Manon fit une horrible grimace et se mit à bouder.

Les trois filles avançaient avec difficultés sur le terrain enneigé. L'arme, subtilisée à un garde imprudent du manoir et que Lyra avait utilisé contre Sir Owen, avait été rangée dans un fourreau que Lyra avait attaché à sa taille. Le métal gravé de la gaine claquait contre la cuisse de la jeune fille et Manon ne manquait pas d'y jeter des coups d'oeil fréquents. Elles étaient toutes trois emmitouflées dans de grosses fourrures blanches ce qui ne les empêchaient pas de claquer des dents. Manon traînait les pieds, elle était fatiguée. Elle était toute essoufflée, ses joues étaient rouges, ses grands yeux bleus se fermaient involontairement et elle dodelinait de la tête.

"C'est encore loin ? râla-t-elle.
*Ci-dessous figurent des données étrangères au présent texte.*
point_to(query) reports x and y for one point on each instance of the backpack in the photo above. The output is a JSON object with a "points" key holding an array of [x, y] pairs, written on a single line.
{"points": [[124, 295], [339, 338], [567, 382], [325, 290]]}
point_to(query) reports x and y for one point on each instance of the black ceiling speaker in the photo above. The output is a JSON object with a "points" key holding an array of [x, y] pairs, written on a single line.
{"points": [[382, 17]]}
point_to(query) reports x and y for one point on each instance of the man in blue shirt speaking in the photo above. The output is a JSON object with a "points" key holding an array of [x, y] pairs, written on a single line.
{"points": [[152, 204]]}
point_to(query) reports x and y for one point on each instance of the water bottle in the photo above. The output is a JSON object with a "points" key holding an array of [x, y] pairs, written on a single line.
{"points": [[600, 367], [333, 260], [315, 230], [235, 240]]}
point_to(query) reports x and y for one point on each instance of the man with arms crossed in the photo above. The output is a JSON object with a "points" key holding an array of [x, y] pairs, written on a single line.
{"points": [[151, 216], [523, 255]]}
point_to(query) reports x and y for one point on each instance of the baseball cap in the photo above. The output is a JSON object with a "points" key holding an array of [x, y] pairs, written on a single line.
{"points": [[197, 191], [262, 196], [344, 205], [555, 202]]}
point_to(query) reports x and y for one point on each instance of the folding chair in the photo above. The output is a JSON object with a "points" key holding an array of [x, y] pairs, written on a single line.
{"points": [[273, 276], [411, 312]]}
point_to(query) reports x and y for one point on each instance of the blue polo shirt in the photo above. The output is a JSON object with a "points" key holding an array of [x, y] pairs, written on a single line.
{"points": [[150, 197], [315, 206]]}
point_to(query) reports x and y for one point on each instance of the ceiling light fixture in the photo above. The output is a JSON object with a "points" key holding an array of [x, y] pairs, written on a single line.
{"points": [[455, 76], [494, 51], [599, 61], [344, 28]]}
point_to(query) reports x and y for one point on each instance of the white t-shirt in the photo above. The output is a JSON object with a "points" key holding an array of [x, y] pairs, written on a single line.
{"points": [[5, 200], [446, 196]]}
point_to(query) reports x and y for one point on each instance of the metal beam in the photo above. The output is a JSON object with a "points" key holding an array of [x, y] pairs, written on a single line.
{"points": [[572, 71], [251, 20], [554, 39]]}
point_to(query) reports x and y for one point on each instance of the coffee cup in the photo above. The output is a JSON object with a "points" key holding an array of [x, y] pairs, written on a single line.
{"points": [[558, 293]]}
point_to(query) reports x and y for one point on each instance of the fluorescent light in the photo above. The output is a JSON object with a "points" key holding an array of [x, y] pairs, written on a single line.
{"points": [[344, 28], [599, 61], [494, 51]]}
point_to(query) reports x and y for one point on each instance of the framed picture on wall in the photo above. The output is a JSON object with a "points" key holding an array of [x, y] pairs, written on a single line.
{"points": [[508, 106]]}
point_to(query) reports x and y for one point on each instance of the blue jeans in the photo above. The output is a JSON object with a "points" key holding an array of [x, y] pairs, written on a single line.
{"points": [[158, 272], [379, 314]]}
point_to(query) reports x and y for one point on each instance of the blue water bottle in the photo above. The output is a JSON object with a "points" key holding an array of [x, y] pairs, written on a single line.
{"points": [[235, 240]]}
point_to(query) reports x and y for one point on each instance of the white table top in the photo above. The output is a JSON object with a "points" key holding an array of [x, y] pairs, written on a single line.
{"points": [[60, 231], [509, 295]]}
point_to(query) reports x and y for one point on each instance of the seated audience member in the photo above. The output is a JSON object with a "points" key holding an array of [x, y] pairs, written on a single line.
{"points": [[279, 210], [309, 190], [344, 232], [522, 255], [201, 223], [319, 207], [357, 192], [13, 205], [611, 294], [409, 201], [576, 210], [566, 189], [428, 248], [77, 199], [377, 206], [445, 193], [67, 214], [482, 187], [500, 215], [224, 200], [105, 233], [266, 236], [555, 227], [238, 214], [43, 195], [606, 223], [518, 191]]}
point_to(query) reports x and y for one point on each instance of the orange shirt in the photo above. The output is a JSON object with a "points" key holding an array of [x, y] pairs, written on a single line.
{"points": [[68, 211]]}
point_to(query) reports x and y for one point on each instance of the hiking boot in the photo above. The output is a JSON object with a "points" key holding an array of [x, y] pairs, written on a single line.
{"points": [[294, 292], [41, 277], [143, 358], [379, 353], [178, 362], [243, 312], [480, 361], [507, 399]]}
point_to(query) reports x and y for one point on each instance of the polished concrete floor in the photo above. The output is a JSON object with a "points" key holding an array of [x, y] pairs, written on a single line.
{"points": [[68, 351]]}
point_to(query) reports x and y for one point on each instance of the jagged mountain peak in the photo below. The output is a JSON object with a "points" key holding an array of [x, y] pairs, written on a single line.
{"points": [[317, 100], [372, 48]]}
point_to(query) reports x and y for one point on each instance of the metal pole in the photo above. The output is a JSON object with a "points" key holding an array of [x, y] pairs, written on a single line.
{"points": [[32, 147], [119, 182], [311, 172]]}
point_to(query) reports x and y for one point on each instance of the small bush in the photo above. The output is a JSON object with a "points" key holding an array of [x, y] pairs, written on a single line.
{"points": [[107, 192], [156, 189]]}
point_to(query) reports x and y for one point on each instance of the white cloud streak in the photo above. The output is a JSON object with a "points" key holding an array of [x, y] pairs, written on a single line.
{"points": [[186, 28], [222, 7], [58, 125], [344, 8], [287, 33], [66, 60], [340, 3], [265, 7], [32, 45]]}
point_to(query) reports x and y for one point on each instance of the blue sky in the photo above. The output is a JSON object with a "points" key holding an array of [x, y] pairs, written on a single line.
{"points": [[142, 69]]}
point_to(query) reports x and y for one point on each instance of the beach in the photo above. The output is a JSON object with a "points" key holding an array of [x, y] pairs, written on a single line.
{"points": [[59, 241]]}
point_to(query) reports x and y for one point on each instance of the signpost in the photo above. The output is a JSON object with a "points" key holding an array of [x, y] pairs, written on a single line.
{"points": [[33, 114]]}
J'ai froid !

-Tais toi, il y aura déjà moins de vent." rétorqua Lyra.

Manon s'arrêta brusquement.

"J'avance plus, j'en ai assez !" annonça-t-elle.

Les jumelles lui lancèrent toutes deux un regard autoritaire qui ne permettait aucune discussion. Néanmoins, la fillette releva le menton d'un air fier et croisa les bras en signe de défi.

"Très bien." dit simplement Amy.

Elle saisit la petite fille par la taille, Manon hurla, puis elle la posa sur ses épaules.

"Maintenant tu te tiens tranquille, ou je me débarrasse de toi." menaça Amy.

La fillette n'émit plus un son. Elle ne tarda pas à s'endormir tandis que les jumelles, infatigables, continuaient leur route, petit point blanc dans un univers neigeux.